TAKE INFRASTRUCTURE OUT OF THE GOVERNMENT'S HANDS
A new National Infrastructure Commission charged with evaluating the UK’s needs 25 to 30 years out - and taken the decisions out of Government's hands - should be created, according to a new report from Sir John Armitt which is released today. The report was commissioned by Ed Balls, who has said that the Government have "ducked and delayed the vital decisions" on national infrastructure and wants the coalition to work with Labour to implement Sir John's report.

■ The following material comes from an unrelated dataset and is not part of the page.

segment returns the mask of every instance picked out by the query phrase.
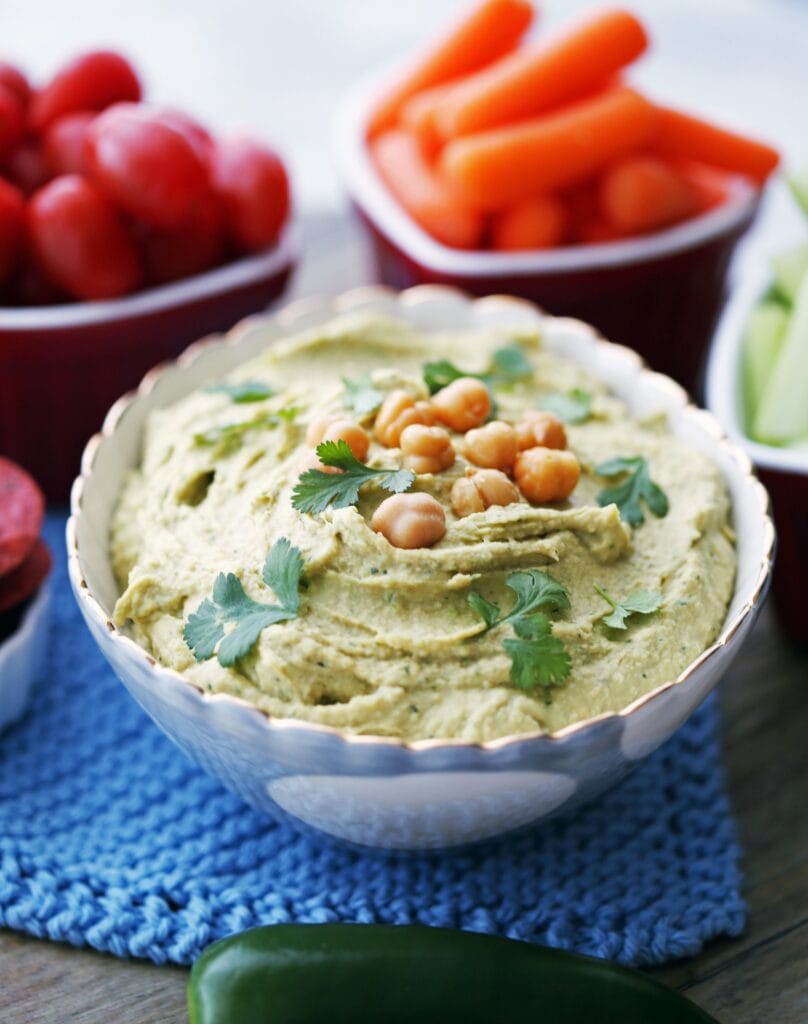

Now growth has returned, Labour are refining their economic critique.
NEW LEGAL AID PLANS
Chris Grayling will tody unveil a new plan to save £220 million a year. Legal aid will be cut for prisoners, foreigners and the wealthy - defined as those with £3,000 in the bank each month after essential bills - and moves made to move pre-trial hearings to e-mail or video-link, as The Times (£) reports. The new deal is the result of 14 weeks of consultation with the Law Society for England and Wales.
TWEETS AND TWITS 
Liam Byrne has a proposal on Universal Credit:
@LiamByrneMP: Now time for David Cameron and IDS swallow their pride and agree to the cross party talks we proposed in the summer. #UniversalCredit 
TOP COMMENT 
In the Telegraph 
Telegraph View - Good work at risk
Best of the rest 
David Aaronovitch in The Times (£) - Ed Miliband is no leader. He is a vulture
THE AGENDA
Today, London: William Hague to meet Syrian National Coalition president Ahmed Asi Al Jarba.
Backbench business debates on - i) high cost credit, ii) North East Independent Economic Review report.
1030 London: Michael Gove speech on "The Importance of Teaching". 10 Storey's Gate
1200 London: Bank of England decision on interest rates and quantitative easing.